5228 SAYILI KANUN’LA BORÇLARIN DEĞERLEMESİ
HAKKINDA YAPILAN DÜZENLEME
Ali ÇAKMAKCI
Hesap Uzmanı
(Bu Çalışma Maliye Postası Dergisinde Yayımlanmış Olup, Kaynak Gösterilmeden Yayımlanamaz)
I-GİRİŞ:
Bilindiği üzere, her mevzuatın değerleme konusuna yaklaşımı ve bu konudaki gerekçeleri farklı bulunmaktadır. VUK(Vergi Usul Kanunu)’nun üçüncü kitabında da değerleme hakkında hükümler bulunmaktadır. Mezkur Kanun’un 258’inci maddesine göre değerleme, vergi matrahlarının hesaplanmasıyla ilgili iktisadi kıymetlerin takdir ve tespitidir. Yani VUK hükümleri çerçevesinde değerleme, iktisadi kıymetler üzerinden sadece vergi matrahlarının tespitine yönelik olarak yapılan bir tür takdir ve tespit işlemidir.
Fakat iktisadi kıymetlerin değerlemesi hususu, vergi mevzuatında oldukça sorunlu olan hükümlerin yer aldığı konulardan bir tanesidir.

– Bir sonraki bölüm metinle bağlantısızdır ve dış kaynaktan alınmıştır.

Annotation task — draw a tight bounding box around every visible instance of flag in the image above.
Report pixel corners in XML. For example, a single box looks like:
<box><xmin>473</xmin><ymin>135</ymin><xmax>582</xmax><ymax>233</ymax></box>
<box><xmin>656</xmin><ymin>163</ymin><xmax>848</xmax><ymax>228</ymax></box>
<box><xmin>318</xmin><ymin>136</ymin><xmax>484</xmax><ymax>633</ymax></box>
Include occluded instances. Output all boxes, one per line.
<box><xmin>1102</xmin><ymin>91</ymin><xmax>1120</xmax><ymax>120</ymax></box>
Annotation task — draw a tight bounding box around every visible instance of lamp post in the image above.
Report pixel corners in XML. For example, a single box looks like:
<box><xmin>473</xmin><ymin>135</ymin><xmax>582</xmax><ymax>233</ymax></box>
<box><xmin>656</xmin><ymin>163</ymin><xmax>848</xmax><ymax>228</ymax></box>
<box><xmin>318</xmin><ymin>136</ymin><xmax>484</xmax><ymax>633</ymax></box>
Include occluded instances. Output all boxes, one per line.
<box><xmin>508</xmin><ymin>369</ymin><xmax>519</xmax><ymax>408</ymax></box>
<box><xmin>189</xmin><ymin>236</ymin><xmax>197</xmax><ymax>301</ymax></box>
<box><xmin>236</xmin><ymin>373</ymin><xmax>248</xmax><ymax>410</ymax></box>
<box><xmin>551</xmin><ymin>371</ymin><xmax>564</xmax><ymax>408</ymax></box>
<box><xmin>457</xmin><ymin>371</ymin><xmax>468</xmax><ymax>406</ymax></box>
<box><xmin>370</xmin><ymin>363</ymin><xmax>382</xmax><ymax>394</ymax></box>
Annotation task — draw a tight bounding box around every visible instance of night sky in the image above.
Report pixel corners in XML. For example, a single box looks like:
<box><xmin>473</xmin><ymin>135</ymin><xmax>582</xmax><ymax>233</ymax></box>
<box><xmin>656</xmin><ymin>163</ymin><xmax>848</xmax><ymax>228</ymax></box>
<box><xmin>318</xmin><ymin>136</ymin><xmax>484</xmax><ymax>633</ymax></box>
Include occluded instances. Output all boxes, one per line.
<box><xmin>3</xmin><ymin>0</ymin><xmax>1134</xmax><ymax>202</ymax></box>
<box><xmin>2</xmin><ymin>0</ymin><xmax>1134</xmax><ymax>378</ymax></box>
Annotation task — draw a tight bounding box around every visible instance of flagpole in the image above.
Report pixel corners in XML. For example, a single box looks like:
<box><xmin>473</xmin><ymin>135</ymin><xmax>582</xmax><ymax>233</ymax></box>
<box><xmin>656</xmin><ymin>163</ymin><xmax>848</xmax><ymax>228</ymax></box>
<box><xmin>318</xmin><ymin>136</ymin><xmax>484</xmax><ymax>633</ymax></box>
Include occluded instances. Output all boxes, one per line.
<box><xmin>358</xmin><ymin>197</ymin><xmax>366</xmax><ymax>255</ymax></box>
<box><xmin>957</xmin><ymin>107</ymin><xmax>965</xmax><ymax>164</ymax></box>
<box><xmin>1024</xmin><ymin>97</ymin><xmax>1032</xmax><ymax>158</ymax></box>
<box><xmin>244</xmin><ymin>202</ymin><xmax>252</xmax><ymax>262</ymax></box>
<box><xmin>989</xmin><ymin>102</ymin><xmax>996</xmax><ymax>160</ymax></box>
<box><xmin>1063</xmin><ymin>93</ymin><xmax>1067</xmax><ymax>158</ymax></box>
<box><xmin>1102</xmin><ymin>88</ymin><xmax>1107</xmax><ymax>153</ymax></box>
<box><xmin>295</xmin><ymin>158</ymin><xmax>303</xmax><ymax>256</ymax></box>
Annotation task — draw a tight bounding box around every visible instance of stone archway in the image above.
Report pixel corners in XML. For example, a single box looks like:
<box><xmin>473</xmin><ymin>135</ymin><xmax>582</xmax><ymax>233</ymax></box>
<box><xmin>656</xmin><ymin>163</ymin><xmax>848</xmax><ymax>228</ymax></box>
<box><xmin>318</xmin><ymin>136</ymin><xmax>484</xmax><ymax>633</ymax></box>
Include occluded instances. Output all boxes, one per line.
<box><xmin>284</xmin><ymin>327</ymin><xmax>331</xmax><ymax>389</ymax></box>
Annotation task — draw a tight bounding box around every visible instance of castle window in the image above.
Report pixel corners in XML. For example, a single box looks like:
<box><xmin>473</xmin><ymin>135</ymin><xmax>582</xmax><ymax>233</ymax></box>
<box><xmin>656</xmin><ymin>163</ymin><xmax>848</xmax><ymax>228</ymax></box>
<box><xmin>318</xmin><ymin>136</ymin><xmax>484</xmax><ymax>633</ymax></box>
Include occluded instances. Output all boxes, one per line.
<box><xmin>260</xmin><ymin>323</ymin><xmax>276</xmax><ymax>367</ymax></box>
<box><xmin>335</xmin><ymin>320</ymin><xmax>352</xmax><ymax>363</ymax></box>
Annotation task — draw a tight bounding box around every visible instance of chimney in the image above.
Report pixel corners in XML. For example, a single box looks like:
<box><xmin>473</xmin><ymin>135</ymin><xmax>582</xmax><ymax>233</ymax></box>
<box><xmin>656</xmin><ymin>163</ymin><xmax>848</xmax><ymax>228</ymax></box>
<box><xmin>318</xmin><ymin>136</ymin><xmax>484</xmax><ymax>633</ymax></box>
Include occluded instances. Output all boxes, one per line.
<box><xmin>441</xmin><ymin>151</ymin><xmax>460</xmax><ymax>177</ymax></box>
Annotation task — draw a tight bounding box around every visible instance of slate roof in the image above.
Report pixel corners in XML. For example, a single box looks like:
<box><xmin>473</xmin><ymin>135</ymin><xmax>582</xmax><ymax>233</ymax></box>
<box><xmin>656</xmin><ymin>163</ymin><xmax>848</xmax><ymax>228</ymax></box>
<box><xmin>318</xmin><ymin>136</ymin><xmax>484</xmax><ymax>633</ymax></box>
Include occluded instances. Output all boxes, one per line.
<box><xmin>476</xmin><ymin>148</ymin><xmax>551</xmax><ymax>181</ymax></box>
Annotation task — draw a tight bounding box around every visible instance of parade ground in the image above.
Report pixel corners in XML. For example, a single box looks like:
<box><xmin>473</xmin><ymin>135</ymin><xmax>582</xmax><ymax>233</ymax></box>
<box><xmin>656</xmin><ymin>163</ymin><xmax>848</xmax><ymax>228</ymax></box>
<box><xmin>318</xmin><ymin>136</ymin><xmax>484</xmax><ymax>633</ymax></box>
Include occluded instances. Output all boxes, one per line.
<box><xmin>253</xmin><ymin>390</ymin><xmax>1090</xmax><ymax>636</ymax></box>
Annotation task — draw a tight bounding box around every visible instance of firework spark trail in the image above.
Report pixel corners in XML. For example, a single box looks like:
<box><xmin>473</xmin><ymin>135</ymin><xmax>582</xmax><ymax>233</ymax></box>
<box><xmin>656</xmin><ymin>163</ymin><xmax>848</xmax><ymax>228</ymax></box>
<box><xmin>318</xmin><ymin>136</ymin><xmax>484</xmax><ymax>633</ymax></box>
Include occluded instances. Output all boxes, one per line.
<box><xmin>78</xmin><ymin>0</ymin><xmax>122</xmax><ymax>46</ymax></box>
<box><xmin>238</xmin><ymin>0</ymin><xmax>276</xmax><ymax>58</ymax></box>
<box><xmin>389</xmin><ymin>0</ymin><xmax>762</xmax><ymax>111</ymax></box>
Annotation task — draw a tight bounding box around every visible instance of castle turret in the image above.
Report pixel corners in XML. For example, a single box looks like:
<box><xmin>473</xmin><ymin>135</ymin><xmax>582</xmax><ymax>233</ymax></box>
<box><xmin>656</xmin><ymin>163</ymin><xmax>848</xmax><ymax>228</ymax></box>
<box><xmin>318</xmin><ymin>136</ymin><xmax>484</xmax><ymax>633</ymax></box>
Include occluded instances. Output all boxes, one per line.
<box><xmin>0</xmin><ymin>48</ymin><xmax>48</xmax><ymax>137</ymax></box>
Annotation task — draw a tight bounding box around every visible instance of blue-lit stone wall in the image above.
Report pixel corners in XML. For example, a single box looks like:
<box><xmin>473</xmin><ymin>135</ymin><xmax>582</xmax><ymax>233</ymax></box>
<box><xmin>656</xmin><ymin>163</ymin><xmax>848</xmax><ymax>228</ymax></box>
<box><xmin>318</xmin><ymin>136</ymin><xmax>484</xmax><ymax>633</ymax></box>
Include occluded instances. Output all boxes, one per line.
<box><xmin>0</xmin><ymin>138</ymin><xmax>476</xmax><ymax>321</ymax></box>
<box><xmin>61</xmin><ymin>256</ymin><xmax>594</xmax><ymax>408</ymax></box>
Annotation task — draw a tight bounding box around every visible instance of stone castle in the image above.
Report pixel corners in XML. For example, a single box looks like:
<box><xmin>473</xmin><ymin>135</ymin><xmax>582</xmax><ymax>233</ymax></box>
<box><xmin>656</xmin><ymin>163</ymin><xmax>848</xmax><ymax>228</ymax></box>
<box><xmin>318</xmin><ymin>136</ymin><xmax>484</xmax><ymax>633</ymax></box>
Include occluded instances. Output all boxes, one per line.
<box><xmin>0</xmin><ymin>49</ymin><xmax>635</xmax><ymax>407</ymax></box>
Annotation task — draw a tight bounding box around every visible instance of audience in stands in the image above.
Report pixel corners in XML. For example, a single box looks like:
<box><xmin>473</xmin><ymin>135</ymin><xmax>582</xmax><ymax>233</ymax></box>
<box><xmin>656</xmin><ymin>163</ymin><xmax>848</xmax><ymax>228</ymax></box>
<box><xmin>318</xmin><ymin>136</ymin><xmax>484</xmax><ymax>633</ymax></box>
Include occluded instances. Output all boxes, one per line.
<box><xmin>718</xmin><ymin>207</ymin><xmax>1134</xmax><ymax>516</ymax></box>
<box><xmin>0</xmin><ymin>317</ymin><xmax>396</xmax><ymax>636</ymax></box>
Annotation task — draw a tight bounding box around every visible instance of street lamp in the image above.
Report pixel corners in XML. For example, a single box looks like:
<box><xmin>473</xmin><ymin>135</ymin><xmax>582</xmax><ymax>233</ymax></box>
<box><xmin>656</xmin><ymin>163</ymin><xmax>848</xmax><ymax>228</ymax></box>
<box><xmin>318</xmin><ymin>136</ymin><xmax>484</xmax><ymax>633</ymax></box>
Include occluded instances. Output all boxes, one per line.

Bugüne kadar bu konuda yaşanan sorunlardan bir tanesi de, borçların değerlemesi konusunda yaşanmıştır. VUK’nun üçüncü kitabının birinci kısmının “İktisadi İşletmelere Dahil Kıymetleri Değerleme“ başlıklı ikinci bölümünde yer alan 285’inci maddesine göre, borçlar (31.07.2004 yürürlük tarihli 5228 sayılı Kanun’un 59’uncu maddesiyle değişmeden önceki haline göre) mukayyet değerle değerlemeye tabi olmaktadır. Fakat, değerleme esnasında mevduat ve/veya kredi borçlarının tahakkuk etmiş bulunan faizlerinin ilgili hesap dönemine ilişkin ticari veya kurum kazancının tespitinde dikkate alınıp alınmayacağı hususu hep tartışma konusu olmuştur. Özellikle, 5228 sayılı Kanun’un yürürlük tarihi 31.07.2004 tarihi olduğundan dolayı, zamanaşımına uğramamış dönemler için bahsi geçen sorun hala devam etmektedir. Bu çalışma kapsamında, borçların değerlemesi konusunda 5228 sayılı Kanun’la yapılan değişiklik ve değişiklik öncesinde Danıştay 3’üncü ve 4’üncü Daireleri tarafından alınan kararlar ile Danıştay İçtihatları Birleştirme Kurulu Kararı kapsamında açıklamalar yapılacaktır.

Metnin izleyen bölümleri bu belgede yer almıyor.